On August 10, 2021, the National Bureau for Non-governmental Organizations indefinitely suspended 54 civil society groups, including Chapter Four, on a range of grounds, including allegedly operating with expired permits. The Bureau accused Chapter Four of failing to file annual returns and audited books.On May 9, the High Court lifted Chapter Four’s suspension, saying it was “irregular.”
Chapter Four’s director, Nicholas Opiyo, told Human Rights Watch the suspension had created an atmosphere of fear and uncertainty in the sector and prevented the organization from doing its work, which includes public interest litigation. “Numerous cases [we were working on] have either stalled or have been dismissed by courts,” Opiyo said. “The organization has lost donors and supporters.”
This was not the first time the government targeted Chapter Four and other rights groups in Uganda. On December 22, 2020, armed policemen abducted Opiyo and four others from a restaurant in Kampala. The authorities charged him with receiving $340,000 on behalf of Chapter Four knowing the funds were “proceeds of crime,” but later dropped the charges.
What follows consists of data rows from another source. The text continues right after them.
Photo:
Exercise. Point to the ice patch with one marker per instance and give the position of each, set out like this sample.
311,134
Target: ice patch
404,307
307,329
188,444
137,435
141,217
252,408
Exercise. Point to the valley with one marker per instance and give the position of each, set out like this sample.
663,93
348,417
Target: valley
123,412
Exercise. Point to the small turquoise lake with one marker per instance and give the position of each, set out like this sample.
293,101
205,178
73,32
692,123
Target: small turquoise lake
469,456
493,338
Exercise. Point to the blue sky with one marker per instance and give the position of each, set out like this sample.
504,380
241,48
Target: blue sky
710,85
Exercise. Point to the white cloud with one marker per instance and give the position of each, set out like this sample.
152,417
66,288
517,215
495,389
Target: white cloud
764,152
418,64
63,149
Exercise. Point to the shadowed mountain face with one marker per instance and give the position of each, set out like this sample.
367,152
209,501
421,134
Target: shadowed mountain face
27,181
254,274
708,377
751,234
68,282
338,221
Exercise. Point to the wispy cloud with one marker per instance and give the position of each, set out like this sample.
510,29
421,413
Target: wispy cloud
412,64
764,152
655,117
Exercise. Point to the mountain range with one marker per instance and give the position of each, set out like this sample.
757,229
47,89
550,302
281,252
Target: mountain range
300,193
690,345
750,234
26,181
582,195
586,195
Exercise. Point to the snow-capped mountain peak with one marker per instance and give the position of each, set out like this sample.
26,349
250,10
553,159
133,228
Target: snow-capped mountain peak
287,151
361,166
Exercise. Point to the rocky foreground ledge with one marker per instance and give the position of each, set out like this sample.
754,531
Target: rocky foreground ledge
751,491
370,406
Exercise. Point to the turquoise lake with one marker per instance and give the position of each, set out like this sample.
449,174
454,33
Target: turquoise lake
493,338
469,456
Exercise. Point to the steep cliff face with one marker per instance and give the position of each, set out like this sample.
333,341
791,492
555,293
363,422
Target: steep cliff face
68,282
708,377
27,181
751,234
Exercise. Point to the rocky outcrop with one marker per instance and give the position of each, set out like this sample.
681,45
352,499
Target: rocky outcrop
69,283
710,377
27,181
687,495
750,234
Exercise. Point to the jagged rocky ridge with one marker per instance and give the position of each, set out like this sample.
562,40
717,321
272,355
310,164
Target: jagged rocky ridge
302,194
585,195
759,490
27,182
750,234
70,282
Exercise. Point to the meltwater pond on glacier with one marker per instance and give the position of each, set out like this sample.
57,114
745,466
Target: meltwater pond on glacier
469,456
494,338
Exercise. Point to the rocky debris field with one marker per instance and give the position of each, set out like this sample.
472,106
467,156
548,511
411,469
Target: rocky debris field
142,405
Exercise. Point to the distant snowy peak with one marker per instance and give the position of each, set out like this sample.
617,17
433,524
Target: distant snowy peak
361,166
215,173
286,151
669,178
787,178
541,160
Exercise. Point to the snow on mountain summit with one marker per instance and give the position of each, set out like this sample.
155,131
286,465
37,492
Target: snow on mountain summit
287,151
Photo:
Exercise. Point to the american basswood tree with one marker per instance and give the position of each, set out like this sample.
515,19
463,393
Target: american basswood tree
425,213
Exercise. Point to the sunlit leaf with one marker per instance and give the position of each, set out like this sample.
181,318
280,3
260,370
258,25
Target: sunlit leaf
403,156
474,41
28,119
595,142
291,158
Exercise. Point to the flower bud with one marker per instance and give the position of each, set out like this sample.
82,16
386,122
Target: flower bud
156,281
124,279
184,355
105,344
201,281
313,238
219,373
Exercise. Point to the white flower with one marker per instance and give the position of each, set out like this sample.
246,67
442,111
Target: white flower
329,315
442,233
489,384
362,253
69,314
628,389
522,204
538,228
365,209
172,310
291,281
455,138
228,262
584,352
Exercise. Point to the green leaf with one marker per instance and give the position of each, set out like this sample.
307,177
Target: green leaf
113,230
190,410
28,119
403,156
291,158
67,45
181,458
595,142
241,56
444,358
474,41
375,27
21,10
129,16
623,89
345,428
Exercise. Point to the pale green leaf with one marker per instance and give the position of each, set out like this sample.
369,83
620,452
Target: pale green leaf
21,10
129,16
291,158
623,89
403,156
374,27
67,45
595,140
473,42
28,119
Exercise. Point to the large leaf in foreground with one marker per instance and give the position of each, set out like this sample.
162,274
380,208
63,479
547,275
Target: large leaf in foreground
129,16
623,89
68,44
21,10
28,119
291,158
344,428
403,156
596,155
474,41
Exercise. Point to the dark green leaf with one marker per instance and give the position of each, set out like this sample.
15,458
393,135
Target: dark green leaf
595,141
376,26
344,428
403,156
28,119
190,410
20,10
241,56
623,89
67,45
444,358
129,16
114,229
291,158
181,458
In recent years, Ugandan authorities have used both formal and informal means to restrict the work of rights organizations. In 2020, it banned groups from doing election-related work ahead of the January 2021 general elections and, on election day, arrested more than 20 people for running a “parallel vote tallying center.” In 2021, the government indefinitely suspended the Democratic Governance Facility (DGF), a European Union fund for nongovernmental groups, saying the government did not have oversight over it. The authorities have also failed to investigate a string of burglaries and attacks on the offices of human rights organizations.
The court decision is welcome news in an environment that is becoming increasingly repressive. Instead of harassing and intimidating human rights organizations, the Ugandan government should prioritize creating an environment that supports their work and fosters protection of rights and the rule of law.